Julie Hemker sacral agenesis

When I was growing up, my theme song was Simon and Garfunkel’s, “I Am a Rock.” I use to sing it all the time and listen to it on the record player (the “old days”). “I am a rock, I am an Island, and a rock feels no pain and Island never cries.”

I thought if I ignored my feelings, nothing would hurt me and I would remain this strong, untouchable girl. Then, I matured and realized it’s neither realistic nor healthy to ignore feelings or put them somewhere you think they won’t touch you. The past couple weeks have been living testimony to the impact of my emotions related to my medical condition can be.

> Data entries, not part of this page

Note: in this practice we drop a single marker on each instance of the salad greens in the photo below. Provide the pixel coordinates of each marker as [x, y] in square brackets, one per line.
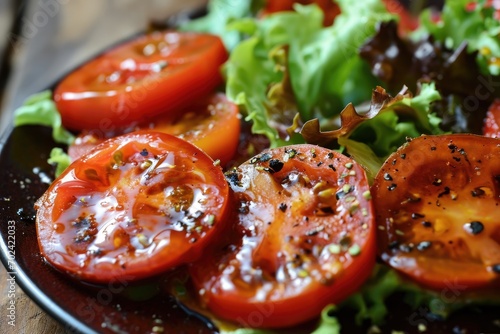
[298, 81]
[466, 21]
[321, 65]
[40, 109]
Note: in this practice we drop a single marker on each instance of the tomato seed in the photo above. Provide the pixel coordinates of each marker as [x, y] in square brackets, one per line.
[474, 227]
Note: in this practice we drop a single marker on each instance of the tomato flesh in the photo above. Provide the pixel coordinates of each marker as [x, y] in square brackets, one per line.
[211, 123]
[438, 209]
[150, 75]
[303, 238]
[491, 127]
[133, 207]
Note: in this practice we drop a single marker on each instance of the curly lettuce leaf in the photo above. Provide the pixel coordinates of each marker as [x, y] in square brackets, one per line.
[469, 21]
[220, 14]
[466, 92]
[323, 66]
[370, 137]
[40, 109]
[60, 159]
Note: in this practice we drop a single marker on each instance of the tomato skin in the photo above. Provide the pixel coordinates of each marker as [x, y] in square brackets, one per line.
[156, 73]
[211, 123]
[491, 127]
[437, 211]
[294, 245]
[133, 207]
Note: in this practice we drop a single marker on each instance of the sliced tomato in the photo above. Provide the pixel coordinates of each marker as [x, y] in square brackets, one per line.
[211, 123]
[153, 74]
[133, 207]
[491, 127]
[437, 201]
[303, 238]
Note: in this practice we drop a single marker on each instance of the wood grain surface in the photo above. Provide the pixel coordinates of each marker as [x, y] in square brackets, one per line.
[29, 318]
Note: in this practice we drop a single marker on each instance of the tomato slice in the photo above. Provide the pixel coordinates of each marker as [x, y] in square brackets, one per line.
[437, 201]
[211, 123]
[133, 207]
[153, 74]
[491, 127]
[303, 237]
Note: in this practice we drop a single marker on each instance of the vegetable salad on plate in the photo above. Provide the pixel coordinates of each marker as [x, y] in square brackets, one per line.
[272, 164]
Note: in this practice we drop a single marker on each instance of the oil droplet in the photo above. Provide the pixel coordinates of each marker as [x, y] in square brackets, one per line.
[58, 227]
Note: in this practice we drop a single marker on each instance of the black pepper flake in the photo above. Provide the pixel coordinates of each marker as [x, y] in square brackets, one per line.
[405, 248]
[424, 245]
[327, 210]
[282, 207]
[474, 227]
[426, 223]
[265, 157]
[477, 192]
[233, 178]
[446, 191]
[392, 187]
[276, 165]
[437, 182]
[393, 245]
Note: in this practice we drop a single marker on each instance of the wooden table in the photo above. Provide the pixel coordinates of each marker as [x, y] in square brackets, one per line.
[29, 318]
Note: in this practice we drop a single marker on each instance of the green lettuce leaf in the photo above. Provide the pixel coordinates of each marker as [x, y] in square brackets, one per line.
[370, 137]
[60, 159]
[220, 13]
[40, 109]
[474, 24]
[323, 66]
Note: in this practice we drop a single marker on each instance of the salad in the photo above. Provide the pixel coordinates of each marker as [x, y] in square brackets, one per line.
[276, 163]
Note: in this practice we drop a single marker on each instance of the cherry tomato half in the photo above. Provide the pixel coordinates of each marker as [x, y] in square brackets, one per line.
[133, 207]
[153, 74]
[303, 238]
[212, 124]
[437, 205]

Sometimes, it is difficult to overcome obstacles in the face of adversity with absolute optimism. In my last post, I described how I had fallen and bruised not just my body, but also my ego and my confidence. One of my “things” is to not really complain or go into too much detail unless confirmed by a doctor. I’m also the type of patient who won’t stop doing what I am doing unless a doctor tells me too. It’s as if I don’t want to be too dramatic or draw too much attention to something, especially if it was because I fell. I felt foolish for falling a couple weeks ago.

 

Then, It All Unwound…

I have a CSF leak at the lumbar level and have been on bed rest for the past 3 months. I’m “allowed” to get up minimally during the day. On the day of the fall, I had gotten up to let our sweet yellow lab, Stella outside for just a few minutes. I thought, “Oh I’ll sit here on the sofa and wait for her so that I will be right here to let her back into the house.”

sacral agenesis
Julie and Stella

Because my vision and depth perception are “off” (side effects from the CSF leak), I misjudged where the sofa ended. As a result, I fell off the end of the sofa and landed on my hip. My body propelled down and back causing me to whip my head up very abruptly. My glasses flew off my face and landed behind me about 6 feet across the room. Immediately, I had the stereotypical concussion symptoms. I was nauseated, increased tinnitus, dizziness, fogginess, disorientation etc. I was home alone and was a little afraid to move because I landed right near the leak. I was so dizzy with extreme vertigo (a sensation that the room is spinning around) that I feared becoming sick. I was able to make it to my bed and take an anti-emetic. I was hoping it would help calm down the severe nausea, however, it didn’t help. Oh well, a girl can dream!

After the fall, I had increased pain, intense nausea daily, confusion, agitation, increased emotional responses, complete insomnia, painful (nearly deafening) tinnutitis, stiff/sore neck, and more. Luckily, my very skilled and experienced Neurologist had an opening the next morning. I took it, despite knowing the drive downtown would be difficult—just from the CSF leak alone—but I had to see him! He’s very brilliant and has experience with patients with complex congenital spinal anomalies, even my rare condition (sacral agenesis).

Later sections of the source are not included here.